No bar que comandava, Sandra Quintão serviu os derradeiros tragos de bebida. Joelma Aparecida pôs à mesa os últimos sanduíches da lanchonete. À tarde, se ouviu um estrondo “como se dez aviões tivessem caído”.

A apenas 10 quilômetros dali, a barragem do Fundão se rompia. Uma avalanche com 55 milhões de metros cúbicos de lama tóxica estava a caminho para eliminar o vilarejo do mapa.

A notícia correu pelos rádios e celulares dos moradores – e pelos gritos de Paula Alves, outra ex-moradora da região, que circulou de moto avisando sobre o desastre. A enxurrada soterrou pessoas, casas, animais, comércios e plantações.

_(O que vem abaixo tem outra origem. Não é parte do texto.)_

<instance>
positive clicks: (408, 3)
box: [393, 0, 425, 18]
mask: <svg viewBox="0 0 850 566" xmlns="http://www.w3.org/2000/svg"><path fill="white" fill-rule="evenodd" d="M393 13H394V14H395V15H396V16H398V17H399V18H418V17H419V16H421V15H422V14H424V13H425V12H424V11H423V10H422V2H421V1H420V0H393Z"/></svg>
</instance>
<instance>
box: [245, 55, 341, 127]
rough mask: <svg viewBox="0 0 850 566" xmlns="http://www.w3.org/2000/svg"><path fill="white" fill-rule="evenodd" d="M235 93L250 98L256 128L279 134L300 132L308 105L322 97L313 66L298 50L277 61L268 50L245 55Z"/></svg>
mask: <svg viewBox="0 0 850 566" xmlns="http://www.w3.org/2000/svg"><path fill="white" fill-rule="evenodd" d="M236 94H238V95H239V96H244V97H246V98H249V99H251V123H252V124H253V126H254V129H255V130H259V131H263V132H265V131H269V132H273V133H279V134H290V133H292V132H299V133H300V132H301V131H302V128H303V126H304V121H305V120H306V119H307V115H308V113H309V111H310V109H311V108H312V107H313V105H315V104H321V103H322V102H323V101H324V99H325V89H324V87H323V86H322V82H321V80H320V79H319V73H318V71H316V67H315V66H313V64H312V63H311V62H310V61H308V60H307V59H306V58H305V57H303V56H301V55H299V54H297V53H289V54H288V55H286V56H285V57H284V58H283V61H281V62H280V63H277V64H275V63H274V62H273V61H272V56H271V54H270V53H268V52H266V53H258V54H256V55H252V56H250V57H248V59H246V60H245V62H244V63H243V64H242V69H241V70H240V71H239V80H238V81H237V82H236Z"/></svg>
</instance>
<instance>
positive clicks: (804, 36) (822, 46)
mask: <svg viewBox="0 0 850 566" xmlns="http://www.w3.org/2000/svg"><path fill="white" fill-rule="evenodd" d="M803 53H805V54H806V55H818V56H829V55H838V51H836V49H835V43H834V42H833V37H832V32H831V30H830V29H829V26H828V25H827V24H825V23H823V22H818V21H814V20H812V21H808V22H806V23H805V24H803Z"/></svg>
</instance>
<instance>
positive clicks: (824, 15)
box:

O trágico anúncio ecoou até Gesteira, povoado também destruído, e chegou ao produtor de leite José Higino Gomes, conhecido como

Tio Peleco, alertando sobre a “enchente forte”. Ele passou a noite acordado com a família, à espera do desastre. Às quatro da manhã, o rio subiu. Levou embora toda a parte baixa da vila e bloqueou com lama as estradas. O capinzal desapareceu e a energia elétrica levaria dias para voltar – assim como o caminhão da cooperativa que comprava o leite das vacas de Peleco. A casa dele, que ficava num ponto mais alto, escapou da enxurrada.

A catástrofe era anunciada. Desde 2013, rondava por Bento Rodrigues um burburinho de que algo não andava certo nas barragens da Samarco, mineradora que pertence à brasileira Vale e à anglo-australiana BHP Billiton.

A empresa havia acabado de pedir a revalidação da licença para depositar os rejeitos de minério de ferro na represa do Fundão. O Ministério Público, então, encomendou ao Instituto Prístino, uma instituição privada de análises ambientais sem fins lucrativos, uma investigação completa sobre as condições do local.

O caso era grave: ficou clara a possibilidade de desestabilização e erosão dos rejeitos da barragem, que colocavam em risco a estrutura. O alerta veio com algumas condicionantes à Samarco. A empresa precisava elaborar um plano de emergência efetivo para a população de Bento Rodrigues, realizar uma análise de ruptura e fazer o monitoramento periódico dos diques e da barragem. Com tantos riscos, o Ministério Público decidiu se abster da votação e, mesmo assim, o Conselho Estadual de Política Ambiental (Copam) aprovou a licença meses depois.

A mineradora afirma ter acatado as decisões e passado a monitorar continuamente as operações, além de reiterar que todas as licenças necessárias à operação estavam válidas e que a barragem havia passado por fiscalização oficial em 2015. Mas, em Bento Rodrigues, a tensão era constante.

“A gente insistia para saber o que estava acontecendo, mas a Samarco falou que era notícia de peão, fofoca”, conta Keila. Atualmente, o Ministério Público investiga se houve negligência no monitoramento das barragens e nas operações de manutenção.

Já está claro que o plano de emergência tinha falhas: não incluía detalhes claros sobre como avisar os moradores de Bento Rodrigues caso a barragem se rompesse – algo exigido em decreto pelo Departamento Nacional de Produção Mineral. Não havia sirene ou qualquer sinal de alerta disponível. Aos moradores, restou contar com a sorte e com os gritos de Paula e outros vizinhos.